こうして、住まいは特定の土地の気候や文化に根ざすものだった。しかしいま、その前提は静かに揺らぎはじめている。その動きを体現しているのが、タイの住宅ブランドMOOD Livingによる「HAKO」だ。
HAKOは、日本語の「箱」を意味する名の通り、シンプルな直方体の構造をしている。外観だけを見れば、とてもミニマルで均質だ。
けれど一歩中に入ると、その印象は大きく変わる。
例えば、リビングと寝室の境界は固定されておらず、可動式の家具や間仕切りによって、その日の使い方に応じて空間の役割を変えることができる。日中は広々としたワンルームとして使い、夜には寝室を立ち上げる。そんな暮らし方も可能だ。

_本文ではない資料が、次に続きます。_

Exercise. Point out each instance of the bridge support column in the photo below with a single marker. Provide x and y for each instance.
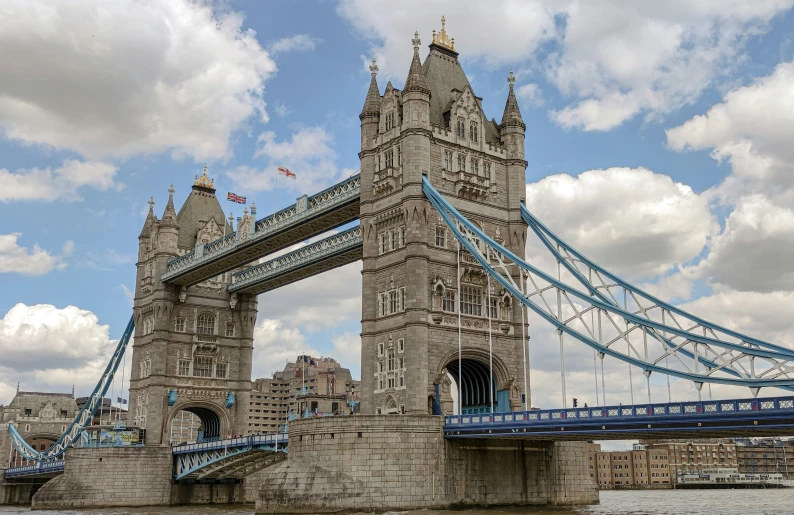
(377, 463)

このプロジェクトの興味深さは、その思想と生産の関係にある。
設計の根底にあるのは、限られた空間を無駄なく使い、可変的に暮らすという日本的な住まいの感覚だ。一方で、それを実際の住まいとしてかたちにし、供給しているのはタイの企業である。
日本の空間思想が、別の土地で具体化され、世界へと広がっていく。その流れ自体が、いまの住まいのあり方を象徴しているようにも思える。
さらに、HAKOは東南アジアの気候にも適応し、高温多湿な環境でも快適に暮らせるよう、外装や内装には高品質な合成素材が採用されている。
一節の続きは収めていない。